You have to remember that signaling/broadcasting a condition variable is not a sticky event. If your thread is not waiting on the condition variable at the time of the signaling, the signal will be lost. This is what can happen in your program: There is nothing that prevents your main thread to call Pool::newWork() on each of your Pool objects before they have time to call wait() on your condition variable.
To solve this, you need to move boost::mutex WaitWorker_MUTEX as a class member instead of it being a local variable.

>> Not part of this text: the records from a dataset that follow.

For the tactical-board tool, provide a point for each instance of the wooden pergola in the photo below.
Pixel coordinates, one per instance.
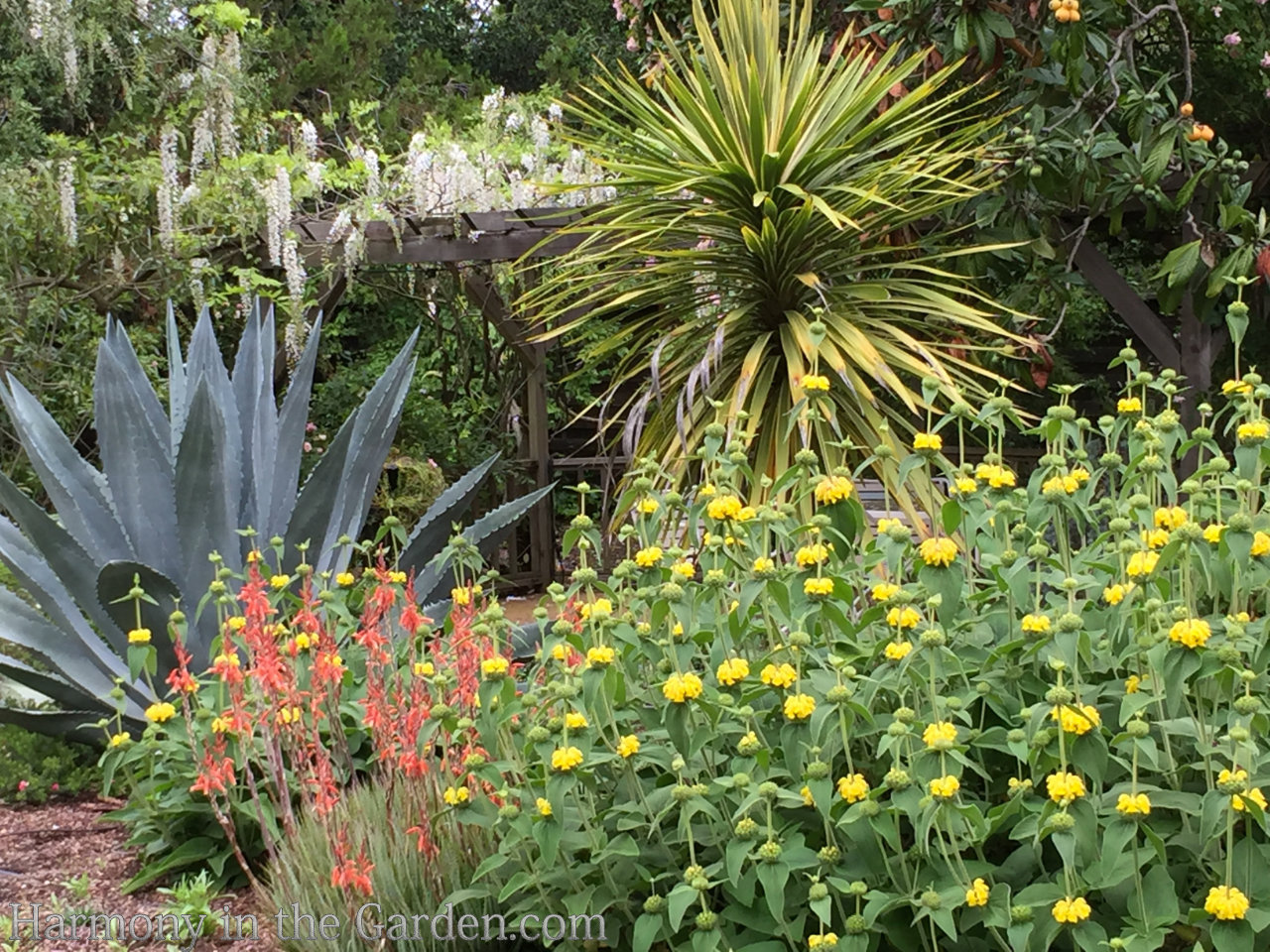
(458, 243)
(465, 239)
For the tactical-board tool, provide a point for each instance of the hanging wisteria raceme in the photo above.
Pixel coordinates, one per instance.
(295, 272)
(168, 185)
(66, 200)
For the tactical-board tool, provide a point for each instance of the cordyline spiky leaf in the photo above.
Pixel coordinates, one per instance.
(176, 486)
(760, 186)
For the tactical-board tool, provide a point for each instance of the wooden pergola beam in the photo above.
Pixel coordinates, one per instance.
(467, 238)
(1127, 302)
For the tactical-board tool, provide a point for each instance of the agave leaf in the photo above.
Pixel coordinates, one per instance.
(291, 435)
(144, 397)
(207, 503)
(60, 649)
(72, 725)
(51, 685)
(338, 493)
(113, 584)
(434, 530)
(258, 416)
(137, 465)
(76, 490)
(64, 556)
(44, 585)
(485, 534)
(206, 363)
(176, 381)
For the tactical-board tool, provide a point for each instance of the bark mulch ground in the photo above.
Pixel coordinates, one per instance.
(45, 849)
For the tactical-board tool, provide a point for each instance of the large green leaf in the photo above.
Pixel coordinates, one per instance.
(291, 436)
(338, 493)
(76, 490)
(136, 460)
(486, 534)
(113, 584)
(435, 527)
(258, 414)
(72, 725)
(59, 649)
(207, 493)
(762, 182)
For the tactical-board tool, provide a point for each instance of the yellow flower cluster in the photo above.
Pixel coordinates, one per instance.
(1129, 405)
(564, 760)
(1191, 633)
(724, 508)
(1252, 431)
(1076, 720)
(1035, 624)
(683, 687)
(812, 555)
(822, 587)
(833, 489)
(1225, 902)
(906, 617)
(799, 707)
(938, 551)
(884, 592)
(160, 712)
(494, 666)
(733, 670)
(940, 735)
(898, 651)
(648, 557)
(1133, 805)
(853, 787)
(1114, 594)
(1260, 544)
(944, 787)
(1065, 787)
(780, 676)
(978, 893)
(599, 655)
(994, 475)
(456, 794)
(1069, 910)
(597, 610)
(1061, 485)
(1170, 518)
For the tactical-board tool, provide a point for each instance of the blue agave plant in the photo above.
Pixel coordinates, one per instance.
(176, 486)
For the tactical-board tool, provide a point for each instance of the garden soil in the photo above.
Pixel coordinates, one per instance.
(42, 848)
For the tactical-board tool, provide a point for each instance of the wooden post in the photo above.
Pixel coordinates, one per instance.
(541, 522)
(543, 516)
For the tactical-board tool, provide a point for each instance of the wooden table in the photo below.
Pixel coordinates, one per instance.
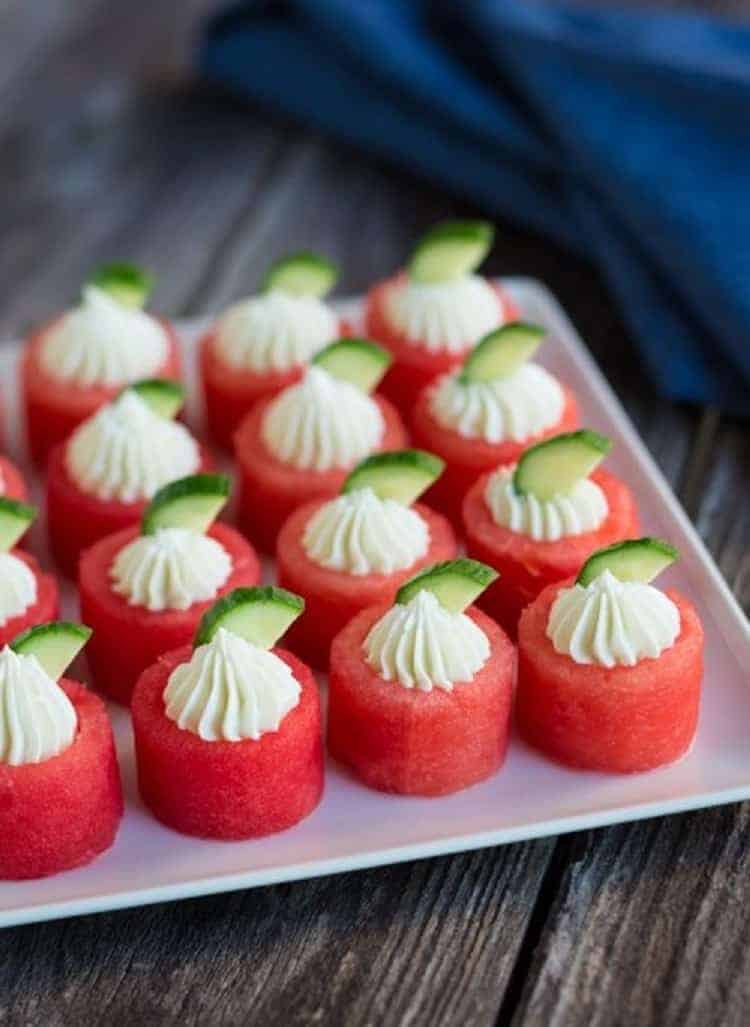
(103, 155)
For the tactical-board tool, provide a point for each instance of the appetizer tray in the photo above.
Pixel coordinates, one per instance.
(354, 828)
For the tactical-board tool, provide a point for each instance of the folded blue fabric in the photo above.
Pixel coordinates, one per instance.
(622, 135)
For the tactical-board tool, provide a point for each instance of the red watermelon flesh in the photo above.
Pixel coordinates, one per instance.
(467, 458)
(53, 409)
(619, 719)
(127, 639)
(65, 811)
(332, 598)
(229, 393)
(76, 520)
(12, 485)
(227, 790)
(414, 743)
(414, 366)
(527, 566)
(269, 490)
(45, 608)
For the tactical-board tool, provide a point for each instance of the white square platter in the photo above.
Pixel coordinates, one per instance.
(354, 828)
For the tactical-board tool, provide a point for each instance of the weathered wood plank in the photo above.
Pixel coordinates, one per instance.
(430, 942)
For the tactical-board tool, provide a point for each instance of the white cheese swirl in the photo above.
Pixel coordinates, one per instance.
(359, 533)
(171, 569)
(17, 587)
(583, 508)
(274, 332)
(612, 622)
(445, 316)
(513, 409)
(37, 719)
(322, 423)
(103, 342)
(125, 452)
(230, 690)
(420, 645)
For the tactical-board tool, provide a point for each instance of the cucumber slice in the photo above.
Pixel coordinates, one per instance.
(501, 352)
(634, 560)
(556, 464)
(302, 274)
(125, 282)
(456, 583)
(163, 396)
(14, 521)
(192, 502)
(55, 645)
(357, 360)
(450, 251)
(402, 476)
(259, 615)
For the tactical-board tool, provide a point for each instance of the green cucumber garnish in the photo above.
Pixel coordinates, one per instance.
(456, 583)
(192, 503)
(259, 615)
(302, 274)
(501, 352)
(355, 360)
(128, 284)
(402, 476)
(15, 518)
(165, 397)
(451, 250)
(55, 645)
(554, 465)
(635, 560)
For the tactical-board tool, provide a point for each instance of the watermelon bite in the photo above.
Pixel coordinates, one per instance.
(229, 393)
(527, 566)
(414, 366)
(270, 491)
(77, 520)
(45, 608)
(227, 790)
(64, 811)
(332, 598)
(619, 719)
(466, 458)
(416, 743)
(53, 409)
(128, 639)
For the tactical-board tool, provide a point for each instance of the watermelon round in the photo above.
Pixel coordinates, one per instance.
(229, 393)
(128, 639)
(45, 608)
(12, 485)
(53, 408)
(227, 790)
(269, 490)
(65, 811)
(619, 719)
(332, 598)
(467, 458)
(77, 520)
(410, 742)
(527, 566)
(414, 366)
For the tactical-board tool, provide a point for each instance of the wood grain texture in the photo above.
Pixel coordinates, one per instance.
(105, 156)
(429, 942)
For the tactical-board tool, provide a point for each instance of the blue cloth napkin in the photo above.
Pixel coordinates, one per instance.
(622, 135)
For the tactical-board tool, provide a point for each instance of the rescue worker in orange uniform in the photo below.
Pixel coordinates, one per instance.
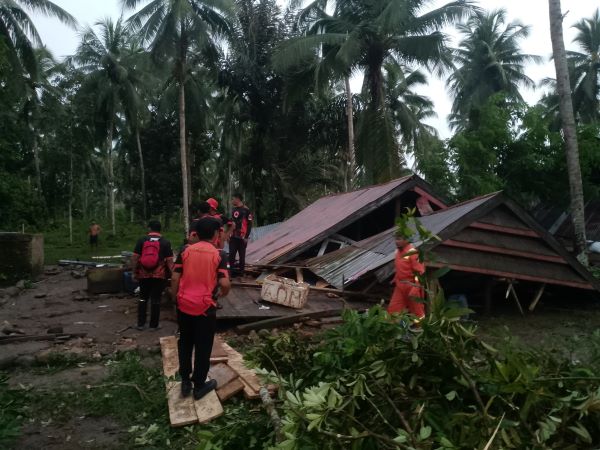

Pool::newWork() needs to grab that mutex before doing updates:
boost::unique_lock<boost::mutex> u_lock(WaitWorker_MUTEX);
m_Ep = &Ep;
m_startWork.notify(); // no need to use notify_all()
Since you're using a condition variable in Pool::run(), you need to handle spurious wakeup. I would recommend setting m_Ep to NULL when you construct the object and every time you're done with the work item:
boost::unique_lock<boost::mutex> u_lock(WaitWorker_MUTEX);
while (1) {
while (m_Ep == NULL && m_workerRun) {
m_startWork.wait(u_lock);
}
if (!m_workerRun) {
return;
}
calc();
m_sem->post();
m_Ep = NULL;
}
stop() will need to grab the mutex and notify():
boost::unique_lock<boost::mutex> u_lock(WaitWorker_MUTEX);
m_workRun = false;
m_startWork.notify();
These changes should make the 10ms sleep you have un-necessary. You do not seem to call Pool::stop() or Pool::join(). You should change your code to call them.
You'll also get better performance by working on m_ret in Pool::calc() than copying the result at the end. You're also doing copies when you return the work. You might want Pool::getWork() to return a const ref to m_ret.
I have not run this code so there might be other issues. It should help you move
It seems from your code that you're probably wondering why condition variables need to go hand in hand with a mutex (because you declare one local mutex in Pool::run()). I hope my fix makes it clearer.
It could be done with Boost futures. Start the threads then wait for all of them to finish. No other synchronization needed.